Did India lose the plot in the middle session?

In Test cricket, as in life, there comes situations that define you as a team. For India, that moment arrived during the post-lunch session of the fourth day

BCCI

BCCI

In Test cricket, as in life, there comes situations that define you as a team and as a person. How you react to them tells the world what you're made of. Usually there is no set right or wrong way to go about it, and what's worse is that you are judged in hindsight on decisions you make in these circumstances.
The middle session of the fourth day was one such moment for this Indian team. Whatever had happened in the past could have been forgotten. It was here, it was now. It was in this session that we would get to know a lot about this team. All the bowling errors of the first morning had been made up for through some good fielding and a South African collapse. The batting errors had been accounted for with Virat Kohli's bull-headed 153. Even on the fourth morning, three wickets had somehow fallen.
The game was set up delicately: South Africa were 201 ahead, they had five wickets in hand, and there were five sessions to go. India could have risked letting South Africa take the advantage by going all out for wickets. South Africa's lower order had been vulnerable, so it was not that outlandish a thought. Or India could have tried to tie South Africa down and wait for mistakes: to see how much South Africa wanted to push the game on a pitch that looked like a foreign pitch to the hosts, a surface on which they couldn't prise Kohli out in the first innings.
There was a decision to be made: defend or attack? Risk having to chase 350 to keep the target down to reasonable limits of 250? Or play the long game and back your batsmen to chase down 300 if needed but no more, because by then South Africa would run out of time to set any more?
This team wants to be seen as an aggressive team, one that plays to win all the time. This was a test of its aggression, but also whether it trusted its bowlers to back it up. India chose the latter. A large portion of the middle session involved Hardik Pandya bowling offcutters from the Pavilion End which didn't support fast bowlers, and Ishant Sharma bowling line and length from the Hennops River End, which supported pacers with variable pace and bounce. Mohammed Shami, who took all the three wickets to fall in the first session, bowled only one over in that extended middle session; R Ashwin, who had a nice patch of rough to attack from the end Pavilion End, got five.
Ishant is a much-improved bowler from the one we saw for the first three quarters of his career. But Ishant still cherishes certain situations. One of them is to bowl dry, when a low economy rate is good enough for the captain, when wickets are not actively hunted down but come as a bonus. He was at home in this spell. Over after over he ran in. He bowled eight overs straight in the searing heat of the Highveld for 11 runs and two wickets.
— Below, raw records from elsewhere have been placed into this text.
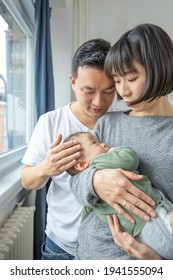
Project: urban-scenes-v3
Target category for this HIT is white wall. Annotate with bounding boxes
[50,0,173,107]
[87,0,173,43]
[50,3,73,108]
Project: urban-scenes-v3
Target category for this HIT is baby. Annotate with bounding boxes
[65,132,173,259]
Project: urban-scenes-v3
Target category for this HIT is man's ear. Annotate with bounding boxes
[74,161,89,171]
[69,74,76,90]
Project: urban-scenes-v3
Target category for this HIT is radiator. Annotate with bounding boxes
[0,206,35,260]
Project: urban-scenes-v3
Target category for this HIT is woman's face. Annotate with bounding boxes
[111,62,162,115]
[112,62,146,110]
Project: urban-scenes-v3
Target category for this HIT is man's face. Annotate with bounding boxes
[70,66,115,120]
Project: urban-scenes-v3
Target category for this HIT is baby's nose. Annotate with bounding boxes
[101,143,109,150]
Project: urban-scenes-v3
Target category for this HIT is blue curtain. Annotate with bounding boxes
[34,0,55,259]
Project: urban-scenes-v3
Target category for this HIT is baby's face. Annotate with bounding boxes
[78,133,109,163]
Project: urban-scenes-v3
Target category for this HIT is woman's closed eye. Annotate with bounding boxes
[128,76,138,82]
[114,76,138,84]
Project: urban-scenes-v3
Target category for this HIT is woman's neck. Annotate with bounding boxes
[129,96,173,116]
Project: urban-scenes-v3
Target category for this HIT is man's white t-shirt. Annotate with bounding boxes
[22,103,117,255]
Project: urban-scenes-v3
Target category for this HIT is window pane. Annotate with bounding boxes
[0,1,26,154]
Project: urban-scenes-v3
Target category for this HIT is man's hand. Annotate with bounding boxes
[42,134,81,176]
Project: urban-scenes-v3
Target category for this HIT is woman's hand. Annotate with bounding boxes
[42,134,81,176]
[93,168,156,223]
[107,215,163,260]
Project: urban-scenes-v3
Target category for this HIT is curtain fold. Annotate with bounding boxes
[34,0,55,260]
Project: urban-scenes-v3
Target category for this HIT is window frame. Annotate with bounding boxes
[0,0,35,179]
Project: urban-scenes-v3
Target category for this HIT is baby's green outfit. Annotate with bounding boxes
[82,147,161,236]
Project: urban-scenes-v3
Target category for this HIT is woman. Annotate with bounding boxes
[71,23,173,259]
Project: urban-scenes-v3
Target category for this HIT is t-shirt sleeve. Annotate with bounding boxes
[21,114,49,166]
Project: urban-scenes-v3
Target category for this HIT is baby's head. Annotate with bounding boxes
[64,132,109,176]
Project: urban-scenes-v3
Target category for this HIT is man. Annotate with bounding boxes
[21,38,116,259]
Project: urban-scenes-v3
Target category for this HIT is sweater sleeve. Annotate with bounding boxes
[70,167,99,206]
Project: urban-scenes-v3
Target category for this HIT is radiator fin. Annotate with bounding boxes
[0,206,35,260]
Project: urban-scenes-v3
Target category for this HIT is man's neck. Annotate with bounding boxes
[70,102,97,130]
This would have been a great spell in isolation, but, by not threatening the wickets of Faf du Plessis and Vernon Philander, were India bowling themselves out of the match?
Shami later said the captain possibly wanted to bowl him once a breakthrough was created so that he could run through the rest. But in a move reminiscent of the Durban Test on the last trip, India didn't even take the new ball on what was showing enough evidence of being a new-ball pitch. There was enough proof, however. Jasprit Bumrah looked excellent with the new ball but not as effective once it became soft, but India failed to recognise their moment to go on the all-out attack and risk being batted out. Over by over in that attritional session, India were bowling themselves out of the Test, a Test that was their best chance of winning in South Africa because of the subcontinental conditions they had been offered.
It is important to look at what might have prompted Kohli to do what he did. There was the obvious risk of going for too many runs on an unyielding pitch while trying to actively hunt wickets. His big spinner was not giving him wickets. His fast bowlers had shown signs of being inaccurate and profligate under pressure. Shami's spell, in the morning, was merely an aberration to his series form.
Kohli might make aggressive statements verbally, but when it comes to captaining on the field, he is even more conservative than his predecessor MS Dhoni. Every time he is put under pressure, Kohli wants to take wickets by controlling runs. What he did in the middle session was his natural captaincy. And to be fair to Kohli, on any other day of the Test, 57 for 2 in a session would have been a great result. This, though, was not any other day; this was not any other session. This was a session in which India needed to blow the rest of the South Africa line-up away for 50 runs, no more. Instead they let them take 85, drip by drip, drop by drop.
Perhaps a balance of the two approaches was the way to go. Once a wicket was taken, perhaps India needed to attack with their two strike weapons instead of continuing to plug the runs. As it will turn out, 287 is likely going to be too much to chase at a ground where 251 is the highest fourth-innings total. It is quite possible India might have been chasing 350 had they taken the other approach, but they would have given themselves a chance of chasing a more realistic 250 if they had succeeded. What they chose to do, tells you how this team tackles situations and how much it backs its bowlers.